Thompson’s cause of death was undetermined, according to a Fulton County Medical Examiner report, which noted a severe insect infestation in the jail. He wound up in the jail after Georgia Tech police encountered him sleeping in a park outside a childcare center in Midtown in June 2022. Officers found a warrant from Dothan, Alabama, on a 2017 car theft charge. Georgia Tech police also charged Thompson with simple battery for allegedly spitting on one of them.

His privately funded autopsy cites “complications due to severe neglect.” Thompson lost 32 pounds during his three months in the jail and he was not given medication for his schizophrenia, according to the autopsy, funded by former NFL quarterback Colin Kaepernick’s organization, Know Your Rights Camp. The autopsy also says Thompson was covered in lice that could have caused him to suffer from anemia.

His relatives were encouraged by DOJ’s decision, said Michael Harper, one of his family’s attorneys.

“We believe the death of Lashawn Thompson was a result of criminal neglect,” Harper said. “We hope those responsible for his death are charged.”

Thompson was among more than 60 Fulton inmates who died between 2009 and October 2022, the highest total for any jail in Georgia during that time, according to an Atlanta Journal-Constitution investigation.

In March, the company that provides health care for the jail’s inmates warned that its staff had been assaulted, a patient had been stabbed and that Fulton’s lockup was the most dangerous of the more than 70 jails it services nationwide. Birmingham-based NaphCare later told the Fulton Sheriff’s Office that conditions had worsened and that it would end its $27 million contract with the county on May 31, seven months early.

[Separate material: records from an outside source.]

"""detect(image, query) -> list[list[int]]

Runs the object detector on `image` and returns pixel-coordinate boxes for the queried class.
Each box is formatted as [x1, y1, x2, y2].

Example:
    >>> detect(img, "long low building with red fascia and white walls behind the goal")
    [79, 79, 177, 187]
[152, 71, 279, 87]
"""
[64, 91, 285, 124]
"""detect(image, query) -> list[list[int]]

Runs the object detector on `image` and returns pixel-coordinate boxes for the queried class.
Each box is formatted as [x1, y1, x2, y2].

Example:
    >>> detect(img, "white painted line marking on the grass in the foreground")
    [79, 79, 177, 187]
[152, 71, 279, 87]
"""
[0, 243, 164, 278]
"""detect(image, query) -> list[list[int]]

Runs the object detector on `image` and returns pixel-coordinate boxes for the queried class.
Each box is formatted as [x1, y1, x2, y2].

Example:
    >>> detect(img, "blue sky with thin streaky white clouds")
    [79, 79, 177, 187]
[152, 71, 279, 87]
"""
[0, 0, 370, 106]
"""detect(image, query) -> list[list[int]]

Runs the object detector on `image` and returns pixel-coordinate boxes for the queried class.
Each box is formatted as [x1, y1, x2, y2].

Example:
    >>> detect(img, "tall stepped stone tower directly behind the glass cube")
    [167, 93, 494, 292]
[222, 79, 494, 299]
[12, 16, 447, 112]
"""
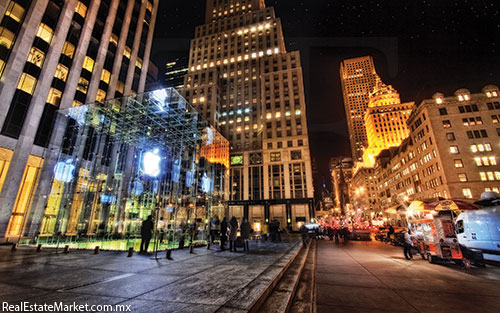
[183, 0, 313, 229]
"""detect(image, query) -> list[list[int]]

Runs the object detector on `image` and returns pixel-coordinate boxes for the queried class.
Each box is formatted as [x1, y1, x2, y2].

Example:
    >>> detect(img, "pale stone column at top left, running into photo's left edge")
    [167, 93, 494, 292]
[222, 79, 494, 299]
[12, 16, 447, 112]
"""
[0, 0, 48, 124]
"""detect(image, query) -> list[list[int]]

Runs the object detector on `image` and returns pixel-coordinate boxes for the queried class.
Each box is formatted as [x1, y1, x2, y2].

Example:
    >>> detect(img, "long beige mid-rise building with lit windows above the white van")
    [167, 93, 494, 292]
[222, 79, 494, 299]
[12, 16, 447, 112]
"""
[375, 85, 500, 209]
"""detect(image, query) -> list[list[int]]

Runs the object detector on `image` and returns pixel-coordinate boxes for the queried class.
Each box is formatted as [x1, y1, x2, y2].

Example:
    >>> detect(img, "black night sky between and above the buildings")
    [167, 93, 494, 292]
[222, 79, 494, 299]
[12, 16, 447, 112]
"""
[153, 0, 500, 195]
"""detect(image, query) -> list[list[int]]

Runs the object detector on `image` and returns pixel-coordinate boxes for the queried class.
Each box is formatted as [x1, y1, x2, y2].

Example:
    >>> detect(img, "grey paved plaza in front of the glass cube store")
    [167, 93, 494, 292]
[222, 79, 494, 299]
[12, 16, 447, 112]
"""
[0, 238, 301, 312]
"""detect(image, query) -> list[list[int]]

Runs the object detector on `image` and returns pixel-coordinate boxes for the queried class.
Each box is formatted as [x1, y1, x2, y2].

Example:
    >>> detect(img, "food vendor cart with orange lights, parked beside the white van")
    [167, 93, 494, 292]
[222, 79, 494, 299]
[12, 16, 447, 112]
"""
[409, 210, 470, 268]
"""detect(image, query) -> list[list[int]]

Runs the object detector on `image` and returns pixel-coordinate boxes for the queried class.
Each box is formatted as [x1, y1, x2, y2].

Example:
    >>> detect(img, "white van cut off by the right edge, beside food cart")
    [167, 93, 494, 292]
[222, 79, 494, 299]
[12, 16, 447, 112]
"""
[456, 205, 500, 262]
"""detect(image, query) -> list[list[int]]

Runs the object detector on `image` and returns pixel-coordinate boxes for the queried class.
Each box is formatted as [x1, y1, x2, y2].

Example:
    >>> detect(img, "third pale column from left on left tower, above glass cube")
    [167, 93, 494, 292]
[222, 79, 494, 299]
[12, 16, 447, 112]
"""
[60, 0, 101, 109]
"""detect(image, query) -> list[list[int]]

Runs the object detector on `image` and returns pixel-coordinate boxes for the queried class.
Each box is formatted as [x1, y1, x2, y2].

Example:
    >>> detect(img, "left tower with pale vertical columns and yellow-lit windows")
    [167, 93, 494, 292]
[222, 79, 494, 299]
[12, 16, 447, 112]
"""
[0, 0, 159, 238]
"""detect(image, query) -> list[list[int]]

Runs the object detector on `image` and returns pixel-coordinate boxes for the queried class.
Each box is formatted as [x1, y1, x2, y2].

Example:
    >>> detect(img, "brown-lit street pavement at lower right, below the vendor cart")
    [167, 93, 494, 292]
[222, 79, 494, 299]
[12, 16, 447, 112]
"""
[316, 240, 500, 313]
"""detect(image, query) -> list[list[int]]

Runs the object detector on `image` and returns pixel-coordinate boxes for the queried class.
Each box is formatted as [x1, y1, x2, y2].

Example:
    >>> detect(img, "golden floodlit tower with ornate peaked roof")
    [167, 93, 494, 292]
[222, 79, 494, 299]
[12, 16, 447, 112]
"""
[363, 77, 415, 166]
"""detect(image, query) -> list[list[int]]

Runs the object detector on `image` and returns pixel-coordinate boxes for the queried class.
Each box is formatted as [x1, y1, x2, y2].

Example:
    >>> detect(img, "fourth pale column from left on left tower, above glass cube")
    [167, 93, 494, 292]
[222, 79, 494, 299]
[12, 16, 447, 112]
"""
[86, 0, 120, 103]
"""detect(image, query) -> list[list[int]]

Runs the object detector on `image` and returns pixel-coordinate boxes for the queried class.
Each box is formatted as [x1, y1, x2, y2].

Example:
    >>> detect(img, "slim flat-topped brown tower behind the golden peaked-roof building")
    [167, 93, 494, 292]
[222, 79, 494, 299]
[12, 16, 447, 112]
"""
[340, 56, 378, 162]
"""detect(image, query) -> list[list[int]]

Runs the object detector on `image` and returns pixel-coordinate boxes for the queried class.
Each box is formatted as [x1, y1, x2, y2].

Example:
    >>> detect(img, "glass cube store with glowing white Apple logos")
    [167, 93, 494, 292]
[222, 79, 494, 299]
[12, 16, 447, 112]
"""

Labat responded with a letter on April 1, highlighting the installation of surveillance cameras, “full body scanners” and X-ray machines in the jail. Those steps, he said, have thwarted numerous attempts to bring contraband behind bars and have resulted in the arrest of two NaphCare “employees/contractors.”

A woman who worked as a contract medical assistant in the Fulton jail for about a month was arrested in January after she allegedly attempted to smuggle in marijuana and tobacco, records show. Another woman was arrested April 21 and charged with crossing guard lines with prohibited items. Her arrest report and court records, which also allege tobacco-related offenses, don’t identify the role she held in the jail.

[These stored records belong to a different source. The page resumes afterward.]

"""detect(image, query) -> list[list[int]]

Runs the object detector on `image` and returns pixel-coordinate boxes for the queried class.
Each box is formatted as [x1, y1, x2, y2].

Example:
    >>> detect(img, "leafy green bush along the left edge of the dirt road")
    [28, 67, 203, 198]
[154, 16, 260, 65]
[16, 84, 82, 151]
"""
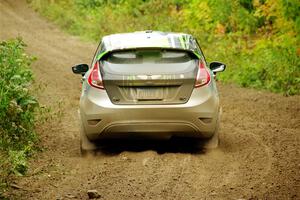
[0, 38, 38, 191]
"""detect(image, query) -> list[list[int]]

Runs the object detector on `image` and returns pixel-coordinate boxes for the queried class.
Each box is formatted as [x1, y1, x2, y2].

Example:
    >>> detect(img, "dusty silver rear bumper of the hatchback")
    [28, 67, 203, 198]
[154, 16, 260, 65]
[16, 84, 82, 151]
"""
[80, 85, 219, 140]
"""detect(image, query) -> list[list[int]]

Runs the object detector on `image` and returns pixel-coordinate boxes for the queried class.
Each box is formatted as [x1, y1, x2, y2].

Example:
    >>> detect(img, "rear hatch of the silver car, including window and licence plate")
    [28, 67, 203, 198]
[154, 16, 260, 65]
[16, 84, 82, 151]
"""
[100, 49, 198, 104]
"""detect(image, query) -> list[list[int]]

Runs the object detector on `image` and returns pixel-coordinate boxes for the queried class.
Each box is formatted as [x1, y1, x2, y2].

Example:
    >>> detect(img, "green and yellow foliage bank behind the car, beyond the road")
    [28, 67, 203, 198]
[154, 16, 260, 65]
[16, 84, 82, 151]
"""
[31, 0, 300, 95]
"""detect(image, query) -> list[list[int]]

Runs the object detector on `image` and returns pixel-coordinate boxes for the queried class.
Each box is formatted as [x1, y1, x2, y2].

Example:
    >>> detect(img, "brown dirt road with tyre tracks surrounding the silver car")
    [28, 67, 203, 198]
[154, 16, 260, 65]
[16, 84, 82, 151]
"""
[0, 0, 300, 200]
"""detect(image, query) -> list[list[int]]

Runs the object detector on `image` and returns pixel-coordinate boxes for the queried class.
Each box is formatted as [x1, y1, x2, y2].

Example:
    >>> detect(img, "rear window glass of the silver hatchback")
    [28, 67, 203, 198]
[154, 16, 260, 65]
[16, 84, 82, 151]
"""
[106, 50, 193, 64]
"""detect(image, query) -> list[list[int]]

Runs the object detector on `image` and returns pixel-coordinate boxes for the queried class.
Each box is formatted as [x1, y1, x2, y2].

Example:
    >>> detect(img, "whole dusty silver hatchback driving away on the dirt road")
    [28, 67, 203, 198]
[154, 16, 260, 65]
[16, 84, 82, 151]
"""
[72, 31, 226, 152]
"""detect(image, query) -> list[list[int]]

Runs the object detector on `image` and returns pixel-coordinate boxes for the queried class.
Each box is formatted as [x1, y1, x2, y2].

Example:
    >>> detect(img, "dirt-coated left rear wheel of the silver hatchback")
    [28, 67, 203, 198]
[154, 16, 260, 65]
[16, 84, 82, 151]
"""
[80, 124, 97, 156]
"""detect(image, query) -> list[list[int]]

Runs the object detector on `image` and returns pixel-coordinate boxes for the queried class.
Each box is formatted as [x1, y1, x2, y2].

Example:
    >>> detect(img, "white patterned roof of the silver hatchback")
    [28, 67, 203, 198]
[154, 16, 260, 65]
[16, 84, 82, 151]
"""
[99, 30, 201, 58]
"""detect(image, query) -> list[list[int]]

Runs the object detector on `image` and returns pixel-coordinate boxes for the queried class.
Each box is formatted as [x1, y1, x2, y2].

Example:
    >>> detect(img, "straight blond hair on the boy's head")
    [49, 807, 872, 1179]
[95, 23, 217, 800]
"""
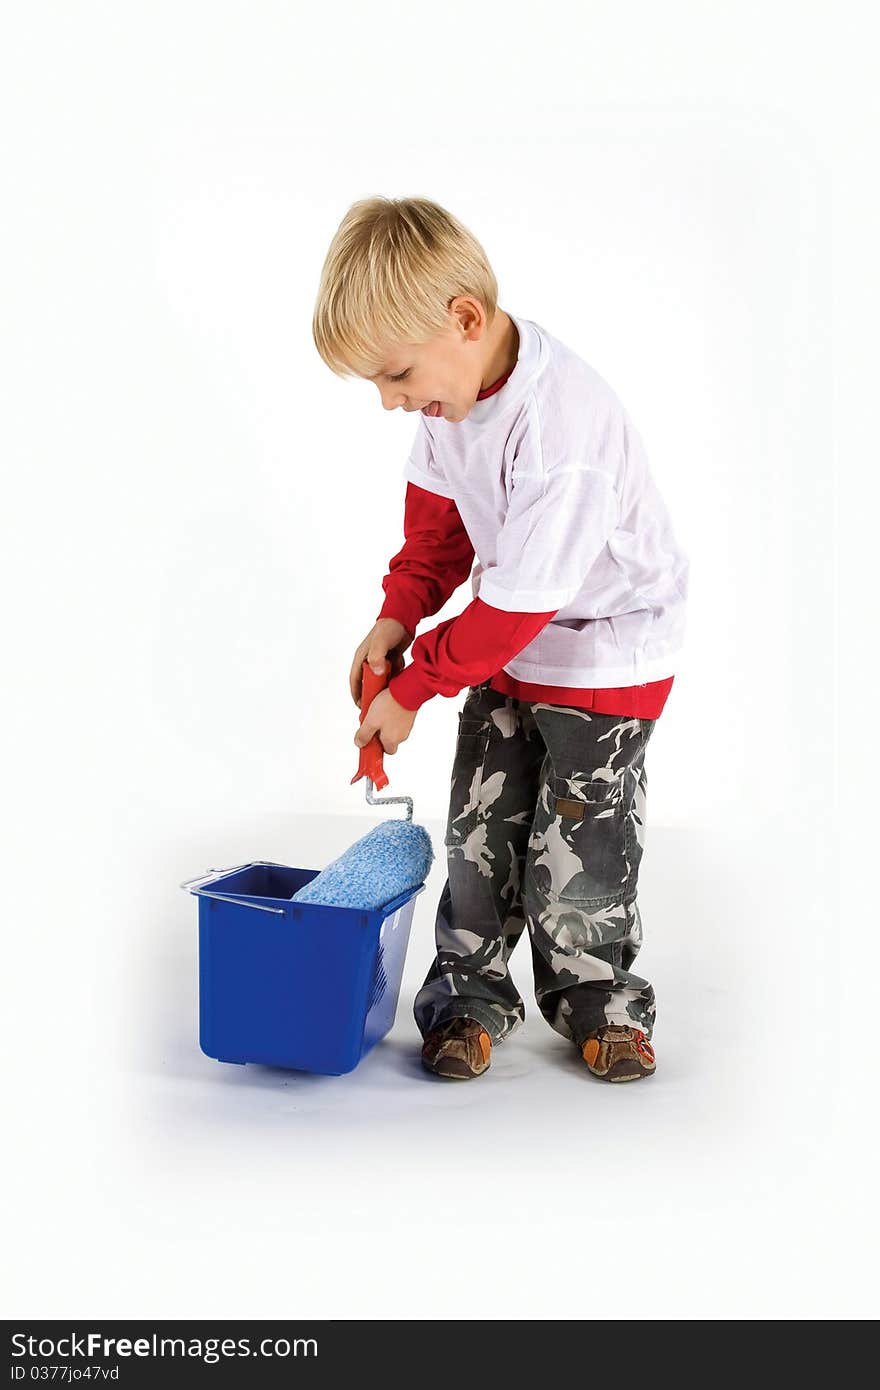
[311, 197, 498, 378]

Last month, Labat’s office announced one of its jailers had been charged with multiple counts of aggravated assault and cruelty to an inmate. Detention officer Demarcus Whatley, 25, was also charged with violating his oath of office and reckless conduct and was fired.

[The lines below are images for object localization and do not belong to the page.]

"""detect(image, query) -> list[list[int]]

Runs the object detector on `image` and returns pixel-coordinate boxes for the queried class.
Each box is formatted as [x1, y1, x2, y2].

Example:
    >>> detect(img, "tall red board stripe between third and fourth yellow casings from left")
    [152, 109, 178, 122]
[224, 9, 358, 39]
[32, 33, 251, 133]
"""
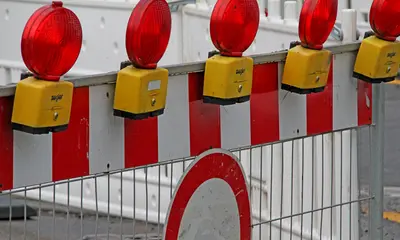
[250, 63, 279, 145]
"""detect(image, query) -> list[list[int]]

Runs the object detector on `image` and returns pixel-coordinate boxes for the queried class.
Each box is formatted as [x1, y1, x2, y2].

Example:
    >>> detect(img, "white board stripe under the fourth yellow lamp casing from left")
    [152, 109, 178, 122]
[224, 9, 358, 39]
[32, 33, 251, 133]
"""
[278, 63, 307, 139]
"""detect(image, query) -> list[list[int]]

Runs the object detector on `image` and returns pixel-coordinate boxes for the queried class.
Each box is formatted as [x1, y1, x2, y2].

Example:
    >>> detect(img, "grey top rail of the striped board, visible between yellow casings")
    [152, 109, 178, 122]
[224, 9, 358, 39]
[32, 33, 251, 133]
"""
[0, 42, 360, 97]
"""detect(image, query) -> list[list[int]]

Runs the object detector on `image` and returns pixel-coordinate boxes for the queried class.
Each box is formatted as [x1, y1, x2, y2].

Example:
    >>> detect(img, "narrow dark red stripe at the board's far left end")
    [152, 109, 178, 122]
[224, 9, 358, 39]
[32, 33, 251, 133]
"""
[0, 97, 14, 191]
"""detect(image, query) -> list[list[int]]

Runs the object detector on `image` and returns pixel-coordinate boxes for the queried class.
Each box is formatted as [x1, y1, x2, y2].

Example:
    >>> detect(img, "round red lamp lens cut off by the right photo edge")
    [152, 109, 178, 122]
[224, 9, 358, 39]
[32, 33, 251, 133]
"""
[369, 0, 400, 41]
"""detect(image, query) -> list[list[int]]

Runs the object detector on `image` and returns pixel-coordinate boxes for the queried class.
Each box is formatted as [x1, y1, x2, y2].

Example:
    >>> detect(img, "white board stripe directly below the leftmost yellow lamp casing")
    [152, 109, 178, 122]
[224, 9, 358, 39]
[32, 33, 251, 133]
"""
[13, 131, 53, 188]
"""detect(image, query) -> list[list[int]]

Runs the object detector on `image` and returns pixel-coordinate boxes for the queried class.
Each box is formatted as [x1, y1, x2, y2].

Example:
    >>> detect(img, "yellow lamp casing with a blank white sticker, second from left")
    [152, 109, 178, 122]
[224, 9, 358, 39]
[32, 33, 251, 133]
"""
[114, 65, 168, 119]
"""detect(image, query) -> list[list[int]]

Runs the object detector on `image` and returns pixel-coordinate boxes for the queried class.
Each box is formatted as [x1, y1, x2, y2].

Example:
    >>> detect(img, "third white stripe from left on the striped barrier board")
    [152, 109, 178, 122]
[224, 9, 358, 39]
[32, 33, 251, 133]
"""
[158, 75, 190, 161]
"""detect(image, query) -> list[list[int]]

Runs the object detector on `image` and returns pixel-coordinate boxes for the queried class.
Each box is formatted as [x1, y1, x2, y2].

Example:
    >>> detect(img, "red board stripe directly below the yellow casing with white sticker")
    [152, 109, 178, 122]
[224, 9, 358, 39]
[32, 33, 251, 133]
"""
[125, 117, 158, 168]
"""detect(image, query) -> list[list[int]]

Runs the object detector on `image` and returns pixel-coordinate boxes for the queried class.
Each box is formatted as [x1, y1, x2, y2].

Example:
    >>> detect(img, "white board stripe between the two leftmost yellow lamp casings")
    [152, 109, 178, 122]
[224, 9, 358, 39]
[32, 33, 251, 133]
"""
[89, 84, 125, 174]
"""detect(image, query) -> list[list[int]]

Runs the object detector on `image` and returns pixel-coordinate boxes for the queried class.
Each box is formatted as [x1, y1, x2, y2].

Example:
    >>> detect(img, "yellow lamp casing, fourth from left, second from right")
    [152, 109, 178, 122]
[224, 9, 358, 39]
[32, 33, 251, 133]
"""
[281, 45, 332, 94]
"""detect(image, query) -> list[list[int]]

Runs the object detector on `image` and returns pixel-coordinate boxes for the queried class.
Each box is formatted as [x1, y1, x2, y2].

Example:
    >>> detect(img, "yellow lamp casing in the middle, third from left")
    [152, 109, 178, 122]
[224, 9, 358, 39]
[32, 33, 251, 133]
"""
[203, 55, 253, 105]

Fulton commissioners ultimately approved a $4.8 million contract amendment with NaphCare to keep the company in place as the jail’s health care provider through the end of the year.

Labat release a statement Thursday evening, saying he had met with DOJ officials and that he welcomed their investigation. He also highlighted a request he sent in September to the federal National Institute of Corrections for “a security audit, technical assistance and support surrounding the circumstances at the jail.”

“I have publicly, privately, and repeatedly raised concerns about the dangerous overcrowding, dilapidated infrastructure and critical staffing shortages at the jail,” he said. “The best possible outcome of the report from the Department of Justice is that it will confirm the findings of the Jail Feasibility Study completed in March of 2023 — that the Rice Street Jail is not viable and a replacement jail is needed. In addition, solutions will be identified and implemented with the support of the Board of Commissioners that guarantee humane care and detention of inmates and provide safety assurances for all who live and work in our facilities.”

He added: “Despite the difficult circumstances, we will continue to work collaboratively with our partners to ensure the health and safety of all the women and men remanded to our care.”

About Our Reporting

The Atlanta Journal-Constitution’s reporting has exposed record numbers of deaths in Georgia’s largest jails, using medical examiner reports, death certificates and other documents. The newspaper’s reporting prompted a state audit, uncovering more than 100 deaths in the state’s jails that were not reported to the U.S. Justice Department as required by law.